Acupuncture Questions Acupuncture

How can I fix my chronic pain?

I have chronic neck pain. Is there any method to fix it?

14 Answers

Acupuncture. It may take a while.
Acupuncture has a good record on treating painful conditions. Depending on where is your pain and the origin of your pain. I can design a treatment plan that can help you reduce your chronic pain. Please call or visit my webpage to set an appointment
Neck Pain is a common complaint. Acupuncture, massage, electrical muscle stimulation , auricular therapy are great treatment combination to start. Sent from Mail<https://go.microsoft.com/fwlink/?LinkId=550986> for Windows
Acupuncture is often very helpful for chronic pain. Typically the treatment protocol is one treatment per week for 8 weeks, and then we try to space treatments out to see if you can go two, three, and four weeks while still maintaining your results. However, this depends on a number of factors, and patients may need longer weekly treatment, for example, if they have had pain for many years. In that case, 12 weekly treatments may be recommended before spacing treatments out. It can also depend on the nature of the pain, and the original cause of the pain. Some patients require monthly maintenance treatments to continue feeling good, while others do not. It's very individual. But I recommend trying acupuncture as a gentle, non-drug option for chronic pain with very few (if any) side effects.
Probably. But you have not given me much to go on here. Like what testing has been done or hoe the injury started.
We start with 6 sessions at 2x a week for 3 weeks. Everyone responses differently to treatment but usually expect you to be 30-40% better by the 6th session. Then we will taper down to every other week, so on and so forth.
Acupuncture and acupressure can relieve and cure with time
Acupuncture can fix your chronic neck pain.
Acupuncture
Chronic neck pain can surely be treated. In my field of Ear Reflexology, I would have to do an intake on the phone or at your first visit and I could suggest a plan ot treatments according to your history. Every person that comes are different and have a different solution on their own ears.

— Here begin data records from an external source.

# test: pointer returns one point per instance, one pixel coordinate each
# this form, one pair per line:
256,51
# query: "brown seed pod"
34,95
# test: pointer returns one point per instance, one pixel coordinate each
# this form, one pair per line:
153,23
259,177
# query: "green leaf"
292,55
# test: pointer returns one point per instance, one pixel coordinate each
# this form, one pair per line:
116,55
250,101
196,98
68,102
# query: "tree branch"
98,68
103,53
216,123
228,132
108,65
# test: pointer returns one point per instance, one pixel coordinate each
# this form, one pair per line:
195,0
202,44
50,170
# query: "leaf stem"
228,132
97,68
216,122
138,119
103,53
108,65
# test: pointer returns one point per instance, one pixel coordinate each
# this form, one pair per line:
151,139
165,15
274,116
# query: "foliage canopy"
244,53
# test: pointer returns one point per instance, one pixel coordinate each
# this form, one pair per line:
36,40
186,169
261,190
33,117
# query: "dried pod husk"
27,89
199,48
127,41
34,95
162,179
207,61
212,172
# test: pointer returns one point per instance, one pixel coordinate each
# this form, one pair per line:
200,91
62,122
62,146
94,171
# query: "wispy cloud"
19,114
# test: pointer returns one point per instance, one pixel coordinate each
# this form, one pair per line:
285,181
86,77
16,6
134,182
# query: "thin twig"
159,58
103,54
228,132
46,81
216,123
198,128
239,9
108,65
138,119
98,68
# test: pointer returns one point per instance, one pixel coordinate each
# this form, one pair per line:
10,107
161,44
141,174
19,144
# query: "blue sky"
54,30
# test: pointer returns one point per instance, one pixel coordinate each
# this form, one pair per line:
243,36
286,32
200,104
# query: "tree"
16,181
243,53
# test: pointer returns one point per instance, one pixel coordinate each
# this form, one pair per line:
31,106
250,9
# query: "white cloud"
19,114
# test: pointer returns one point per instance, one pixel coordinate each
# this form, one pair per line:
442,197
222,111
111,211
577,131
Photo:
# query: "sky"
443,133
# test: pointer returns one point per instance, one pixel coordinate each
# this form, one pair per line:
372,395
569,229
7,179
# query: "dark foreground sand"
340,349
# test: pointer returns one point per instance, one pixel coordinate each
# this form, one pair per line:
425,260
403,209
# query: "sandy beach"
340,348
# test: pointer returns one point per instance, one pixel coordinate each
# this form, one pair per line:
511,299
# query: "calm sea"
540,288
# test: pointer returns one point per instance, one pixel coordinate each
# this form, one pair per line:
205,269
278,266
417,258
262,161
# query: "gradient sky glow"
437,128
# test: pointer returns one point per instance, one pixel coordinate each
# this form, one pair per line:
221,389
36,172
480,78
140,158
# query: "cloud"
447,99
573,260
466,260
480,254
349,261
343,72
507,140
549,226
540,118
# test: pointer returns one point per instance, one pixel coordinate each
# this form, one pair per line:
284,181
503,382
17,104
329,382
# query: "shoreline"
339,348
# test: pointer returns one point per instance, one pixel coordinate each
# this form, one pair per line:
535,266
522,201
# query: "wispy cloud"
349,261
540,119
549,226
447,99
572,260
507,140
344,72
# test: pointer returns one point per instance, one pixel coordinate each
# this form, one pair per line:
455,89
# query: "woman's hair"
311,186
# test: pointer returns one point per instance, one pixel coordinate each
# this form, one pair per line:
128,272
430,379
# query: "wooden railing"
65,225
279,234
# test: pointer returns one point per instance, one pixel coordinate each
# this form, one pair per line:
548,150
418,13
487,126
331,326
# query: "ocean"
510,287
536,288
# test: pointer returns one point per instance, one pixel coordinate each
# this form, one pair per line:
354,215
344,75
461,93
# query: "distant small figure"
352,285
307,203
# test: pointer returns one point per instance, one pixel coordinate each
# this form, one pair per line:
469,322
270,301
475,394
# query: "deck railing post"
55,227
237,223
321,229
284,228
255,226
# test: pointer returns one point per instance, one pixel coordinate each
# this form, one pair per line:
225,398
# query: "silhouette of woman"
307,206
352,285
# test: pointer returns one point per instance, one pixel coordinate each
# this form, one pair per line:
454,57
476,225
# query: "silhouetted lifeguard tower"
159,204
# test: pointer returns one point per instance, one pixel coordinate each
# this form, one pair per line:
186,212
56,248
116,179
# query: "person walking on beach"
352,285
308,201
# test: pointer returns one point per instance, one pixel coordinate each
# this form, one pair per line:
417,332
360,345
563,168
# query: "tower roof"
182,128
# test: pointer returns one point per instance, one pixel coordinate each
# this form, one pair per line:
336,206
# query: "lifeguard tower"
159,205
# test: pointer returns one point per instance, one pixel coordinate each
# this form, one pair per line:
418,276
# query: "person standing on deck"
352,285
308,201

The chronic pain may come from a long-ago car accident, a rough sport injury, a blow on your head or an inflammation. Visiting me would allow me to identify the muscles, bones or organ that can create your pain.

Booking your self a visit to an Ear Reflexologist would bring you near the healing phase and possibly a more energetic life, for sure.
We will exam 1st. Then provide dry needling 1st. Patients will find instant results in general.
Depending on patients’ medical histories and conditions, each patient will have different responses. Patients will have to follow up in 3-7days depending on severity.
Patients will be examined again on how much difference they have experienced since the initial acupuncture treatment.
Then we can give patients a plan for symptomatology.
If we find limitations in improvements, we will apply different plans as a holistic approach.
Try acupuncture. It works for almost any chronic pain, and neck pain is pretty easy to treat.
If your neck pain is chronic, you will need multiple sessions per week for a period of time. Then you can decrease sessions to once a week once it is under control. You need a private consultation to discuss your pain issue.
There are lots of potential treatments for chronic neck pain. Which one you choose to pursue is going to have a lot to do with why you have chronic neck pain - which hasn't been specified here.

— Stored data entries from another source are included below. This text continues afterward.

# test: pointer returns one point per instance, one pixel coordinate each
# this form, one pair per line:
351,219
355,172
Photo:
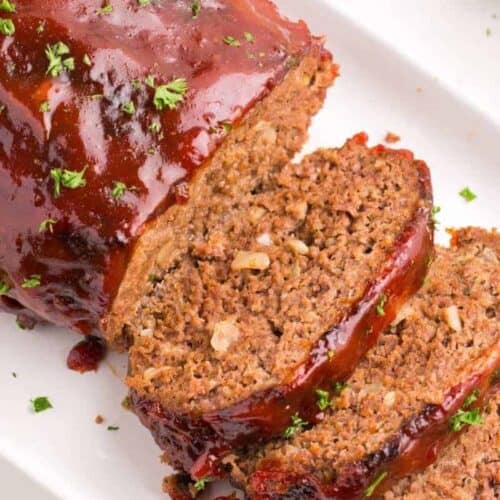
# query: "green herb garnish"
45,107
231,41
373,486
4,288
47,225
195,8
41,403
7,27
170,94
465,417
381,305
7,6
58,64
467,194
297,426
323,399
129,108
67,178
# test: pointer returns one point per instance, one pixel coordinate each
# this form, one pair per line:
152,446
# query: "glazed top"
107,108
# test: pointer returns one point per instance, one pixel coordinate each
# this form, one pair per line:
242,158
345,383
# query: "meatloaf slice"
286,279
468,470
425,382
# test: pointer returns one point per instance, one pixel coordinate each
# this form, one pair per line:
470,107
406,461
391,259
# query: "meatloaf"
114,117
468,470
281,283
427,380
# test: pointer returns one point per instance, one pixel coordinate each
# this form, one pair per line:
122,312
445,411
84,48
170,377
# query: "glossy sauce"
195,444
81,258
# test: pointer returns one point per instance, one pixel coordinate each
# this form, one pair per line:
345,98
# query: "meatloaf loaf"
114,118
468,470
427,380
281,283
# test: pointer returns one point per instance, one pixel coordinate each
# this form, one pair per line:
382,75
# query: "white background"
448,38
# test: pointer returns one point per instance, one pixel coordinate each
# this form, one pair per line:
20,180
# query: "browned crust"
196,444
300,96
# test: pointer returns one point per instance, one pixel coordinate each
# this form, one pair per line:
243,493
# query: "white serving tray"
63,449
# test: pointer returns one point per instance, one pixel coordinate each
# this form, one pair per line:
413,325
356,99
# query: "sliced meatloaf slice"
287,277
425,382
468,470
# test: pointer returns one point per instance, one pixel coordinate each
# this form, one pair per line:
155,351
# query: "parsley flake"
57,64
381,305
323,399
297,426
32,282
118,189
129,108
195,8
467,194
40,404
373,486
45,107
201,484
231,41
47,225
465,417
170,94
7,27
7,6
67,178
4,288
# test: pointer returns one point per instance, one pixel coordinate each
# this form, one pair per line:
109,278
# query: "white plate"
63,449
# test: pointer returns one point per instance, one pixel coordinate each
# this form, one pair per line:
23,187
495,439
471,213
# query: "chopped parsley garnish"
381,305
467,194
471,398
7,27
7,6
465,417
68,179
155,127
106,9
323,399
4,288
129,108
45,107
231,41
373,486
195,8
41,403
170,94
435,210
201,484
338,387
32,282
47,225
297,426
249,37
118,189
58,64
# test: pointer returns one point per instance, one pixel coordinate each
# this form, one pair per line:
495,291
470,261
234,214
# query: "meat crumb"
391,138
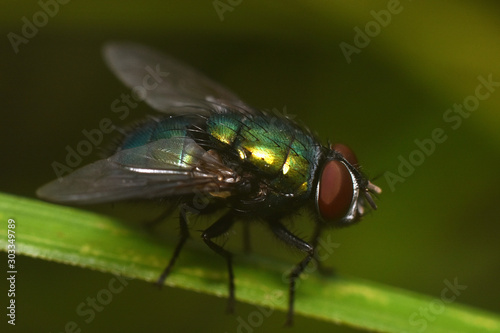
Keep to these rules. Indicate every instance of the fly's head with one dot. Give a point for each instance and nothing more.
(343, 193)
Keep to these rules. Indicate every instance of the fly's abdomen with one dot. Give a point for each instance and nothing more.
(285, 155)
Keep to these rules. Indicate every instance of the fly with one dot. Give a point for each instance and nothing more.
(254, 165)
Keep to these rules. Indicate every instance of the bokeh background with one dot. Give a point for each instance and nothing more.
(440, 223)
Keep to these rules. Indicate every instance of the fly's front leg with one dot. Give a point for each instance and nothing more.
(184, 235)
(218, 228)
(289, 238)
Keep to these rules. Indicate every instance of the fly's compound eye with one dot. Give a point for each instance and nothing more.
(335, 193)
(347, 153)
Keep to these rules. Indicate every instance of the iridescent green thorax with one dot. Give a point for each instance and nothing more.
(279, 151)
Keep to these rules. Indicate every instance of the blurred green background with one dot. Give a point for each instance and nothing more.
(440, 223)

Acupuncture does well with almost any kind of pain, anywhere on the body, and occurring for any reason.

Physical therapy is an option as is chiropractic.

Steroid injection, epidural, or prolo-therapy can sometimes provide significant relief. If this pain is due to arthritis, it should be noted that over the long run steroid injection will erode the joint further leading to more pain.

Structured exercise to help rebuild the muscles of the neck and upper back will often help.

Massage can sometimes help.

Conventional pain management using prescription medications can sometimes provide relief.

Sometimes spinal issues rise to the level of surgical intervention.

And sometimes it takes multiple items from this list to help get the pain under control. Everyone wants for there to be one thing that always works. Unfortunately, at least in my experience, this is rarely the case.